With the municipal election coming up next fall, the Town of Fort Frances likely will be using a vote-by-mail method once again.
In a report received by council Monday night, Clerk Glenn Treftlin said this method has been used in municipal elections here since 2000—and recommended doing so again.
“Participation by the voters increased substantially in the 2000 election compared to previous elections, where traditional voting methods were used, and has remained at that elevated level in each subsequent election,” Treftlin said in his report.
“Even in the recent by-election in 2008, the voter turnout, although less than for the regular election, remained relatively strong compared to what would normally be expected when there is less than a full slate of offices for which to vote,” he added.

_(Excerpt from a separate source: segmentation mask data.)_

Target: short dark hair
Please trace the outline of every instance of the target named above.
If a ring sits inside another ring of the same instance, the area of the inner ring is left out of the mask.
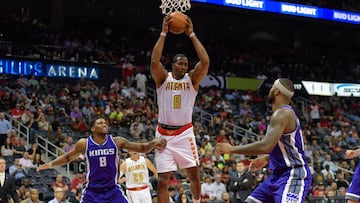
[[[289,78],[279,78],[279,81],[286,89],[294,92],[294,83]]]
[[[101,119],[101,118],[102,118],[102,119],[105,119],[105,118],[103,118],[103,117],[101,117],[101,116],[95,116],[94,118],[92,118],[92,119],[90,120],[90,128],[94,127],[96,120]],[[106,119],[105,119],[105,120],[106,120]]]
[[[176,54],[174,57],[173,57],[173,60],[172,60],[172,63],[176,63],[176,61],[178,60],[178,58],[186,58],[186,55],[185,54]]]

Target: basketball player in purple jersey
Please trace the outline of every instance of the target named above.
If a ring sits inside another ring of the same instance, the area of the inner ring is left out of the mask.
[[[80,139],[68,153],[40,166],[45,170],[61,166],[76,159],[80,154],[86,156],[86,185],[81,203],[127,203],[120,185],[117,184],[119,172],[119,149],[147,153],[153,148],[163,149],[165,139],[154,139],[146,143],[130,142],[122,137],[108,134],[108,124],[103,118],[91,121],[92,135]]]
[[[264,139],[243,146],[216,145],[221,154],[263,155],[250,163],[249,170],[260,170],[269,163],[271,175],[245,200],[247,203],[304,202],[311,186],[311,173],[304,156],[300,122],[291,106],[294,85],[287,78],[277,79],[268,102],[273,114]]]
[[[346,158],[353,159],[360,155],[360,148],[356,150],[346,150]],[[359,203],[360,202],[360,164],[356,165],[353,178],[349,189],[346,191],[345,199],[347,203]]]
[[[183,54],[177,54],[172,61],[172,70],[168,72],[160,59],[170,21],[168,16],[164,17],[162,32],[153,48],[150,66],[159,106],[156,137],[167,140],[166,148],[156,150],[155,156],[159,174],[158,201],[169,202],[170,175],[179,166],[186,170],[190,180],[193,203],[200,203],[199,157],[192,126],[192,112],[199,83],[209,70],[210,60],[204,46],[193,32],[191,19],[187,17],[185,34],[189,36],[199,62],[188,72],[188,58]]]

“More and more municipalities in Ontario are taking advantage of available technology and opting for alternative methods for holding elections, including vote-by-mail, telephone voting, Internet voting, and others,” Treftlin continued.
“The use of vote-by-mail has been an affordable alternative to Fort Frances in the past, the cost of which compares favourably to the traditional paper ballot method,” he noted.
“Vote-by-mail has proved to make voting more accessible and convenient for voters in that they have more time to complete their ballot and can do so in their home.
“The voter kit with instructions is usually out weeks prior to voting day, and the completed ballot can be returned by mail or in person in a secrecy envelope with a signed voter declaration form in a postage pre-paid envelope so long as it is received at the Civic Centre before the close of polling on election day,” he explained.
Treftlin also recommended the town utilize electronic vote-tabulating equipment again, as was used in the 2006 election.
“There are definite advantages to using vote tabulators along with vote-by-mail,” he said. “The tolerances for acceptance of a vote cast can be defined for tabulators and the same test of acceptance will be applied consistently to each ballot cast.
“The comfort level as to reliance on the accuracy of the count will be maintained at a higher level, as well, since human fatigue is not a factor.”
Thanks to vote tabulators, Treftlin noted election results were known within eight minutes after the polls closed on election day in 2006.
Upon recommendation of the Administration and Finance executive committee, council approved the report Monday night and directed Treftlin to bring forward a bylaw to provide for a vote-by-mail method of voting, supported by vote tabulating equipment, in the 2010 municipal election.
This bylaw will be voted on at a future council meeting.
In related news, Treftlin said in his report that a notice will be advertised in December, advising candidates that nominations for various offices will be accepted starting Jan. 4.